À ce moment, ils étaient incapables d'établir la transmission avec Montréal. C'est un autre avion qui leur a relayé un message des contrôleurs aériens de la métropole québécoise. « Ils ont alors réinitialisé leurs instruments et ont procédé directement à Iqaluit », a indiqué M. Hildebrand.  

Du personnel d'entretien de First Air a inspecté l'appareil et son système GPS à son arrivée à Iqaluit. Ils n'ont trouvé aucune défaillance et ont permis aux pilotes de poursuivre leur route, qui repassait à Rankin Inlet pour se terminer à Yellowknife, dans les Territoires du Nord-Ouest.

Risques

Selon Hildebrand, lorsqu'un avion s'éloigne de sa route prévue, il y a « le risque de se retrouver à proximité d'autres appareils ». 

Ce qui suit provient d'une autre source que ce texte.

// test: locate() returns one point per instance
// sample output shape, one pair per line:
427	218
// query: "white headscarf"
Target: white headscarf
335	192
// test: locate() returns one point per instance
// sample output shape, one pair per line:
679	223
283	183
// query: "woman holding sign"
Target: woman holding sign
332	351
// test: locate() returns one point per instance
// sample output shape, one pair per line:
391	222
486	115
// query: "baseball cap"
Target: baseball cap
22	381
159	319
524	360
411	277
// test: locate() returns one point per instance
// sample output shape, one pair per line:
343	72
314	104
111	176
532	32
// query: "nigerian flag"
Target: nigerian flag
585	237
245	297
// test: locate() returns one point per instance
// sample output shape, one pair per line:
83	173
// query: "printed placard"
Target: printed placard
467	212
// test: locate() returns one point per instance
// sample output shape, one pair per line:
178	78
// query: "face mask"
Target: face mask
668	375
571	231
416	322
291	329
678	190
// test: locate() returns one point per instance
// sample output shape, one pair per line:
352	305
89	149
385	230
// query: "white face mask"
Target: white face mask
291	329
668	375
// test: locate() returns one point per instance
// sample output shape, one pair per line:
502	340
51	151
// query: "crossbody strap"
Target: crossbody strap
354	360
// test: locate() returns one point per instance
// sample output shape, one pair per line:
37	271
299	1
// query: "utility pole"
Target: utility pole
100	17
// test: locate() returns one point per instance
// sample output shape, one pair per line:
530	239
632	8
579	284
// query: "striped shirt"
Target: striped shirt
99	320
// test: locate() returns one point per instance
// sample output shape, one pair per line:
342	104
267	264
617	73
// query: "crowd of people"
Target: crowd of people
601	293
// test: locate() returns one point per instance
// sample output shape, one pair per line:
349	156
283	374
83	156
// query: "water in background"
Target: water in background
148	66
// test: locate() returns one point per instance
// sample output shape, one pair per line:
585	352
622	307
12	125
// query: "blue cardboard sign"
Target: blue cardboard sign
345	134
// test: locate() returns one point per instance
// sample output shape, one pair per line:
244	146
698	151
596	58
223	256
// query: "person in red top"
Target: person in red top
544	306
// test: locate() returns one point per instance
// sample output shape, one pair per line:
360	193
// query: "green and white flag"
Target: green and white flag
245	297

Bien que ce ne fût pas le cas du vol concerné, qui avait assez d'essence pour se rendre jusqu'au Labrador, il y a aussi possibilité de se retrouver à court de carburant si la distance parcourue dépasse de beaucoup la distance prévue.

Dans le cadre de son enquête, First Air fera une révision des procédures pour comprendre ce qui s'est passé et pourquoi. Une des premières étapes est d'observer comment les pilotes ont programmé le système de gestion du vol à bord.

De son côté, le BST n'a pas lancé d'enquête indépendante, mais il gardera un œil sur celle de First Air, a expliqué Hildebrand.

Il ajoute que l'enquête pourrait être ardue, puisqu'il n'est pas assuré qu'il sera possible de « recréer toutes les circonstances de ce qui s'est passé ».